Chasse au brun : les branches m’offrirent une leçon d’escrime dans les règles de l’art, quarte, tierce, seconde latérale. Un soleil douteux tachait partout.

Traque dans les chemins des labours. Après cent mètres nous étions arrivés au bord des rochers, et mon brun se précipita la tête la première dans les noisetiers. Je dégringolai la paroi en roulé-boulé ; donnai de la souplesse à mes articulations – mondieu, ça allait de plus en plus vite ! – fus roulé dans le ruisselet, collé contre le tronc d’un sapin ; et me rétablis bras écartés : un glissement en contre-haut ; les buissons se mirent à taper sauvagement autour d’eux ; je me ramassai et amortis de tout mon corps le ballon brun ; au visage de fille, à la tête sablonneuse : nous nous sommes tenus ainsi un moment. Le temps de souffler.

Assis l’un à côté de l’autre. « Oui, je l’ai » avoua-t-elle haletante, à propos de ma clé.

Arno Schmidt, « Échange de clés », Histoires, Tristram, p. 71.

Cécile Carret, 22 nov. 2009
pèlerin

Conduire une auto, avec le soleil matinal dans les yeux, sur une départementale. Campagne blanche, gelée, chauffage à fond. Qu’importe que ce soit pour signer un papier rayant 33 ans de ma vie. Chaque instant apparu du fond de l’éternité foudroie d’innocence le pèlerin du temps.

Jean-Pierre Georges, L’éphémère dure toujours, Tarabuste, p. 16.

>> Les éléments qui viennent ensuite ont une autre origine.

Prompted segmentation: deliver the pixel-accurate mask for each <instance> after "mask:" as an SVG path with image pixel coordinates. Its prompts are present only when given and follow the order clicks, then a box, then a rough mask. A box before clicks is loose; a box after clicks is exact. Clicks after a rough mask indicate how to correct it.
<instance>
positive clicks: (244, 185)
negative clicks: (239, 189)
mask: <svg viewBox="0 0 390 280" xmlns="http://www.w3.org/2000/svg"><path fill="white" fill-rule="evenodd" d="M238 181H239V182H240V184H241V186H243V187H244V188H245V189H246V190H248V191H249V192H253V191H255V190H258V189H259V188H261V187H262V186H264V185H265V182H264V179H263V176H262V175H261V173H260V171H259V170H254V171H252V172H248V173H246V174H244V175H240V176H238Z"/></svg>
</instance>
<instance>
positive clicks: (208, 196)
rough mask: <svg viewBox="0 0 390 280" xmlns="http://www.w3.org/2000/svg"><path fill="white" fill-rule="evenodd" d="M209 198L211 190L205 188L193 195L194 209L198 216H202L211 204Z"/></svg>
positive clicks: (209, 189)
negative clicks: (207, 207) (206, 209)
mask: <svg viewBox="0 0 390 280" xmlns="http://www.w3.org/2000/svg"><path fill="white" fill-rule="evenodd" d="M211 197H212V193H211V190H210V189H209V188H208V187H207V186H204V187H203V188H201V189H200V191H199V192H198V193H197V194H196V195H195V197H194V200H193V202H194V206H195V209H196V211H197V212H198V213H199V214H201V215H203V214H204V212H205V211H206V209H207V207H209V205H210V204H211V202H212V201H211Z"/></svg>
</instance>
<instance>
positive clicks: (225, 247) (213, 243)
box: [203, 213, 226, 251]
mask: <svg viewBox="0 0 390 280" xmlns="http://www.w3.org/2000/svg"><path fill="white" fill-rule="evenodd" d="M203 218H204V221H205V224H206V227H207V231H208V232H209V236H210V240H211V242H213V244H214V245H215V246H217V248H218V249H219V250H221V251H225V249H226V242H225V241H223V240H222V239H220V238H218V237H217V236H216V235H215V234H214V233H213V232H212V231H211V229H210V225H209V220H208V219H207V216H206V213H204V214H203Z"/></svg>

David Farreny, 27 juin 2010
élu

Mais cela n’était possible qu’avec de la distance, et nous dilapidâmes cette distance si nécessaire, moi peut-être dans l’exubérance du réveil, et lui peut-être dans l’exubérance d’une découverte dont il n’avait pas osé rêver jusque-là. Mais peut-être était-ce aussi que je ne supportais pas, à la longue, de me croire élu. J’étais littéralement contraint à détruire l’image qu’il s’était faite de moi, aussi conforme qu’elle fût à mon intériorité la plus profonde. Je voulais sortir de son champ de vision. J’avais la nostalgie de la vie cachée que j’avais menée les seize années précédentes, dissimulé dans la lointaine cavité bleue de mon pupitre où personne ne pouvait avoir aucune opinion de moi, aussi haute qu’elle fût – et justement mieux et plus agréablement cachée que jamais, maintenant que quelqu’un m’avait de si près connu. Passer, au-delà d’un instant précis, pour un modèle ou même une merveille, et non pas aux yeux des autres, mais à ses propres yeux, c’est ce qui était insupportable ; j’étais emporté par le désir de disparaître dans les contradictions.

Peter Handke, Le recommencement, Gallimard, p. 33.

Cécile Carret, 3 août 2013
jardin

À part un joli jardin, tout est inférieur à nos rêves.

Nicolás Gómez Dávila, Nouvelles scolies à un texte implicite (2), p. 163.